Train Samples: 14011  
Validation Samples: 3250  
Test Samples: 3453  

#### Exploring first sample from the train dataset

In [42]:
conll_dataset["train"][0]

{'id': '0',
 'tokens': ['EU',
  'rejects',
  'German',
  'call',
  'to',
  'boycott',
  'British',
  'lamb',
  '.'],
 'pos_tags': [22, 42, 16, 21, 35, 37, 16, 21, 7],
 'chunk_tags': [11, 21, 11, 12, 21, 22, 11, 12, 0],
 'ner_tags': [3, 0, 7, 0, 0, 0, 7, 0, 0]}

In [43]:
ner_labels = conll_dataset["train"].features["ner_tags"].feature
ner_labels

ClassLabel(names=['O', 'B-PER', 'I-PER', 'B-ORG', 'I-ORG', 'B-LOC', 'I-LOC', 'B-MISC', 'I-MISC'], id=None)

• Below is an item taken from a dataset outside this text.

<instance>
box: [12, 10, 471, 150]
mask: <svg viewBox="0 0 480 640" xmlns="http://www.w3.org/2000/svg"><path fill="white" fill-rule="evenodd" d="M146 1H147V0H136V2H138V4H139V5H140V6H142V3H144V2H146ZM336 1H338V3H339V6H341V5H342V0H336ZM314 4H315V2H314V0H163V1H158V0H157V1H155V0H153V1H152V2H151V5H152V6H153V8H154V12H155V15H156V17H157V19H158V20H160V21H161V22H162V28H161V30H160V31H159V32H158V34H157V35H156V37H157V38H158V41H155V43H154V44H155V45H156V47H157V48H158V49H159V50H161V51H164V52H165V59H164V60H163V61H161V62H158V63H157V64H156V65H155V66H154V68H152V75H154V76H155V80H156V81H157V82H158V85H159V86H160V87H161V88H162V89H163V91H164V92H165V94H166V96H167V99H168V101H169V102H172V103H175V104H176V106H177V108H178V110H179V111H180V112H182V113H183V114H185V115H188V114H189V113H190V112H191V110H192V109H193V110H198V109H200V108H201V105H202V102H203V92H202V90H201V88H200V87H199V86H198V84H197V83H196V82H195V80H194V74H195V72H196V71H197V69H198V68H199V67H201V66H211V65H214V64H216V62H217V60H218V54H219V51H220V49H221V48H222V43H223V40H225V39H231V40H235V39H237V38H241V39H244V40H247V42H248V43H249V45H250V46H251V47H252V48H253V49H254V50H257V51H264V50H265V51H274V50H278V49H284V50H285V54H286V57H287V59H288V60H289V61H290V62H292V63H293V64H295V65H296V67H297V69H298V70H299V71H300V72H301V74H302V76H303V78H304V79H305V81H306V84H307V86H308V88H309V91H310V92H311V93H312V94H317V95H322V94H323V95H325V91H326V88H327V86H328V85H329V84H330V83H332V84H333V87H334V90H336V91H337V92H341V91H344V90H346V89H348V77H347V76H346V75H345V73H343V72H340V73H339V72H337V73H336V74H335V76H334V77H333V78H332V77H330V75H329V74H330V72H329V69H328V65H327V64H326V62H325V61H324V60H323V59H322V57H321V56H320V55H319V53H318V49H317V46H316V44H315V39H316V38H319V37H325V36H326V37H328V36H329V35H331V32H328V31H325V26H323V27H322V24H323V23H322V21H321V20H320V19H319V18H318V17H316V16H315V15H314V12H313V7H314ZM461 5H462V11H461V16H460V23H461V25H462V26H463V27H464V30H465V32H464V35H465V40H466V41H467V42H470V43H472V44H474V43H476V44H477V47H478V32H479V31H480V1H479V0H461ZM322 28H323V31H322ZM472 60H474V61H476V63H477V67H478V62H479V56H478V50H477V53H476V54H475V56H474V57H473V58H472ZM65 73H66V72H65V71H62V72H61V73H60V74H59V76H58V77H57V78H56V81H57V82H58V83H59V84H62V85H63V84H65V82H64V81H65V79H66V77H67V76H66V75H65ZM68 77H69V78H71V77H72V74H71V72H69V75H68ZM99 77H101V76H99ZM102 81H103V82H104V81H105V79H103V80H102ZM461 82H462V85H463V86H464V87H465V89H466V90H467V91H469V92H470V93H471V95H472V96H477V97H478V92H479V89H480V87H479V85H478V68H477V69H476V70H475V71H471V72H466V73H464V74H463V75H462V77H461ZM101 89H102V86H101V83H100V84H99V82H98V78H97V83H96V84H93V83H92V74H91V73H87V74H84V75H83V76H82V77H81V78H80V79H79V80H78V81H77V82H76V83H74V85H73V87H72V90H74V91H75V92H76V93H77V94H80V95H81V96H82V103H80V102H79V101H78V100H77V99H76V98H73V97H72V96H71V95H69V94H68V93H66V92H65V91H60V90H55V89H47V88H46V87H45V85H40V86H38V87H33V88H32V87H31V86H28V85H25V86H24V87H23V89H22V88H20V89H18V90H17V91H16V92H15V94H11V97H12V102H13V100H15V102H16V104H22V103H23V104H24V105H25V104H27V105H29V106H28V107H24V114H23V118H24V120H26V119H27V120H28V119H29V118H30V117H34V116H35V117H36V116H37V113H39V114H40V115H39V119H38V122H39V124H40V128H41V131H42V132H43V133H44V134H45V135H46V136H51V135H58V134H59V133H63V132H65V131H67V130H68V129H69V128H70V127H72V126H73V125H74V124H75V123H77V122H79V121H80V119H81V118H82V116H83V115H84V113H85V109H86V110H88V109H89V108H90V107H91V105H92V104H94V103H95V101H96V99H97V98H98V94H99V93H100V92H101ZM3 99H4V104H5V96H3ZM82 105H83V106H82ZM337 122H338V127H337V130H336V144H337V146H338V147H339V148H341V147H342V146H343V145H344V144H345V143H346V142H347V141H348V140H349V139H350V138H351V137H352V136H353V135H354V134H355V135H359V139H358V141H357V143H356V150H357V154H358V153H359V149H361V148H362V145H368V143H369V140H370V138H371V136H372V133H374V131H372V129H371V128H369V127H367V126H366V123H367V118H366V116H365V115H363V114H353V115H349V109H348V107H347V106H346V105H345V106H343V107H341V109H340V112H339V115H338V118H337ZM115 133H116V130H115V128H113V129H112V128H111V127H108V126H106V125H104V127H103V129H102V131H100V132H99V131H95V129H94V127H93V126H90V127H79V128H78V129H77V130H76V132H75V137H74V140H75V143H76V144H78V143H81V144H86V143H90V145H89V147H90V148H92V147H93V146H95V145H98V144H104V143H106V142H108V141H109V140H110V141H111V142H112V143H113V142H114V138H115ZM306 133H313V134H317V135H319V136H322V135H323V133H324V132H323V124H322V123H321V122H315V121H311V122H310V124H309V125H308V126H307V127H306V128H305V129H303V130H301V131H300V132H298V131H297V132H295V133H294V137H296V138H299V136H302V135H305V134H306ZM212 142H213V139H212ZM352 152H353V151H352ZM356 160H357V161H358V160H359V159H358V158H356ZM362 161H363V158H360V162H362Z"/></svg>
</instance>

| Numeric Tag | NER Label | Description                          |
|-------------|-----------|--------------------------------------|
| 0           | O         | Outside any named entity             |
| 1           | B-PER     | Beginning of a Person entity         |
| 2           | I-PER     | Inside a Person entity               |
| 3           | B-ORG     | Beginning of an Organization entity  |
| 4           | I-ORG     | Inside an Organization entity        |
| 5           | B-LOC     | Beginning of a Location entity       |
| 6           | I-LOC     | Inside a Location entity             |
| 7           | B-MISC    | Beginning of a Miscellaneous entity  |
| 8           | I-MISC    | Inside a Miscellaneous entity        |


In [44]:
df = pd.DataFrame(conll_dataset["train"][0])
df["ner_tags"] = df["ner_tags"].apply(ner_labels.int2str)
df

Unnamed: 0,id,tokens,pos_tags,chunk_tags,ner_tags
0,0,EU,22,11,B-ORG
1,0,rejects,42,21,O
2,0,German,16,11,B-MISC
3,0,call,21,12,O
4,0,to,35,21,O
5,0,boycott,37,22,O
6,0,British,16,11,B-MISC
7,0,lamb,21,12,O
8,0,.,7,0,O